五島氏が書いた論文で興味深いのが、うずめ劇場への支援の実態を描いた「地域劇団の継続的活動へむけた支援の意義と課題 ―劇団『うずめ劇場』10年間の実践を通して―」鳥取大学地域学部紀要『地域学論集』4巻2号(2007年)でしょう。

五島氏の論文は下記からダウンロード出来ます。

鳥取大学研究成果リポジトリ「Goto Tomoko : 五島 朋子」

制作面から見たカンパニーの事情は佐藤郁哉著『現代演劇のフィールドワーク』(東京大学出版会、1999年)でも詳細に書かれていますが、五島氏の場合は地域におけるカンパニーの創生期からの10年間を時系列で描き、それぞれの時期における公演活動・受賞歴・助成金・劇評などが、カンパニーにどのような影響を与えたかを明示しているのが特徴的です。

これを制作者が読めば、自分のカンパニーの長期計画と重ね合わせ、これからなにをすべきかのヒントになると思います。特に地域に本拠を置くカンパニーにとっては、参考になる点が多いでしょう。

この論文を読んで、私が特に共感した個所をご紹介します。

  1. 2001年の在京演劇評論家による初めての劇評(内野儀氏)を、「劇団にとって画期的」と紹介していること。

    地域のカンパニーにとって、東京の評論家に劇評を書いてもらうことがいかに困難かということです。うずめ劇場主宰のペーター・ゲスナー氏は2000年の第1回利賀演出家コンクールで最優秀賞を受賞しているのですが、それくらいしないと評論家は足を運ばないということが、よく伝わります。

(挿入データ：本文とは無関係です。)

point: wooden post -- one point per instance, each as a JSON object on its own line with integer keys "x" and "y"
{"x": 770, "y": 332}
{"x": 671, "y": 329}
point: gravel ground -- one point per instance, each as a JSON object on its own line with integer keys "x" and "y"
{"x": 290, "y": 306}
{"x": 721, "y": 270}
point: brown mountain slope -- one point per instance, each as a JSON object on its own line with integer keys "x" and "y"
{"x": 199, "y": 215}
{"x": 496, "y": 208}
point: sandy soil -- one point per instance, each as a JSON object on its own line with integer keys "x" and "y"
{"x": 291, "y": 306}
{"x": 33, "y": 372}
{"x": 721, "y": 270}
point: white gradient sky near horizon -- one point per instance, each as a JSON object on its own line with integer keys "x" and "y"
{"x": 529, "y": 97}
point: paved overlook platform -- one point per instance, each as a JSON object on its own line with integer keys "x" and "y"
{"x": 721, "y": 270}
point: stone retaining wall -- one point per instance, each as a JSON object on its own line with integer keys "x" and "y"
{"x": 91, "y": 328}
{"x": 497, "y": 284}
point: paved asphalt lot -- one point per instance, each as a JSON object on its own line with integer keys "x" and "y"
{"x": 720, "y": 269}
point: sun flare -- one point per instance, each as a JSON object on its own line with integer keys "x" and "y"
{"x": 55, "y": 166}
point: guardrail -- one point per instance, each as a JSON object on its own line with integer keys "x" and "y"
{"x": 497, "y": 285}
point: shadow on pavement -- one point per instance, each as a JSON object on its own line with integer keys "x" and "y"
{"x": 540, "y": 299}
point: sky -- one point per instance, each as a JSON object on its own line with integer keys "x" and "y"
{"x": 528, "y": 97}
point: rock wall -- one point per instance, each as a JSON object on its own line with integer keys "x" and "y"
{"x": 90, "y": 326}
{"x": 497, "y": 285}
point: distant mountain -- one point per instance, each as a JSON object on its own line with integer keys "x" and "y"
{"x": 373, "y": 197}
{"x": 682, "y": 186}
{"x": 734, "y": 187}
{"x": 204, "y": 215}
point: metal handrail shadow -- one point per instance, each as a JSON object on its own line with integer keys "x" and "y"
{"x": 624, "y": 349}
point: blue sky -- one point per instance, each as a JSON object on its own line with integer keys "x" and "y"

  2. 助成金以外の非金銭的支援においては、人脈がいかに大切かということ。

    劇場外公演では、その場所の所有者・管理者とのコミュニケーション能力が問われます。レジデンス施設として提供された邸宅の所有者が、かつて演劇青年だったというエピソードには、探せば同じようなチャンスがもっとあるのではないかと感じます。*1 支援の決め手はゲスナー氏の「気迫と情熱」に依るところが大きかったようで、アーティスト本人の熱意がいかに重要かがわかります。

ゲスナー氏が07年から調布市せんがわ劇場芸術監督と桐朋学園芸術短期大学演劇専攻科准教授に就任したのに伴い、うずめ劇場の本拠は東京に移って地域劇団とは呼べなくなりました。*2 この論文が書かれたのが07年5月で、本当はこの内容のあとに最大の転換期を迎えたわけですが、そうした展開も含めて考えさせられるでしょう。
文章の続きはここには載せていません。